What is a Root Canal?
The dreaded root canal. Root canals are one of the reasons patients are intimidated by a visit to the dentist’s office. Our first order of business is to ensure that our patients are at-ease about the procedure. While many people may believe that a root canal treatment is painful, most people actually describe the procedure as no more painful than having a filling placed. The discomfort that most people talk about is actually felt in the period leading up to seeking dental care!
Some common signs that you may need a root canal include:
- Severe tooth pain upon chewing
- Sensitivity to hot or cold temperatures
- Darkening of the tooth
- Swelling and tenderness of nearby gums
- A sore on the gums
Ignoring these signs or symptoms can be detrimental to your oral health, and may lead to further complications including increased pain or an abscessed tooth, or even tooth loss. The sooner we are able to address the issue, the greater chance we have for success. If you are unsure about any of the symptoms you’re experiencing, please contact us for a consultation.

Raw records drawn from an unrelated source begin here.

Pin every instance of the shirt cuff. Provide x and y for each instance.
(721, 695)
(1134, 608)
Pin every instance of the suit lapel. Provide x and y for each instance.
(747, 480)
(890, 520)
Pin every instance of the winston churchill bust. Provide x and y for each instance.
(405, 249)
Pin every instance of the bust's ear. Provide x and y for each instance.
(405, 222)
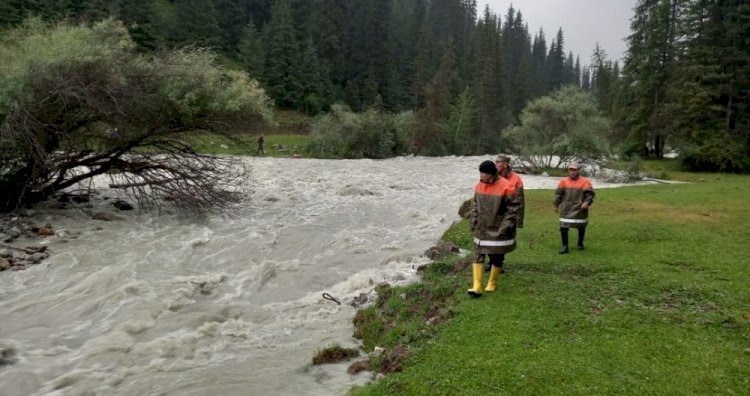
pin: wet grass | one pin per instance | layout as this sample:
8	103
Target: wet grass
658	303
288	137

When Would Someone Need a Root Canal?
When the pulp of the tooth, which is made up of nerves and blood vessels, becomes infected or damaged, a root canal is necessary. When this dental pulp is damaged, it begins to break down and bacteria begin to grow within the pulp chamber. These bacteria can lead to infection or an abscess, which is a pus-filled pocket that forms at the end of a tooth’s root.
There is a spectrum from which the nerve tissue is damaged so much, that it is no longer able to heal, and this tissue becomes necrotic.
During root canal therapy, the pulp from the tooth is removed, and the inside of the tooth is cleaned and sealed.
See what we mean by an ounce of prevention is a pound of cure?
What to Expect During a Root Canal
During a root canal, the tooth is anesthetized in the same manner as when a cavity is filled. The anesthetization means that the root canal procedure should be painless.
Treatment will typically be completed in one or two appointments based on the health of the pulpal tissue. The inflamed or infected pulp is removed and the inside of the tooth is carefully cleaned and disinfected, then filled and sealed with a rubber-like material called gutta-percha. If your tooth was severely infected, we will opt to place medication in your canals before completing the root canal to effectively decontaminate & disinfect the tooth involved. A temporary filling will be used in between treatments to keep the area sterile. The height of the tooth is reduced so that this new tooth is not an active player in the bite.
With proper care, most teeth that have undergone a root canal treatment can last a lifetime!
After your Root Canal
Afterwards, the tooth is restored with a crown or filling for protection and will continue to function like any other tooth. You may experience pain & tenderness for a few days after the procedure is completed and should avoid chewing on that side of your mouth for a couple of days or until any tenderness has subsided. It’s important to remember that teeth with root canal therapy have a higher percentage of fracture. Airing on the side of caution with hard & crunchy foods is advised.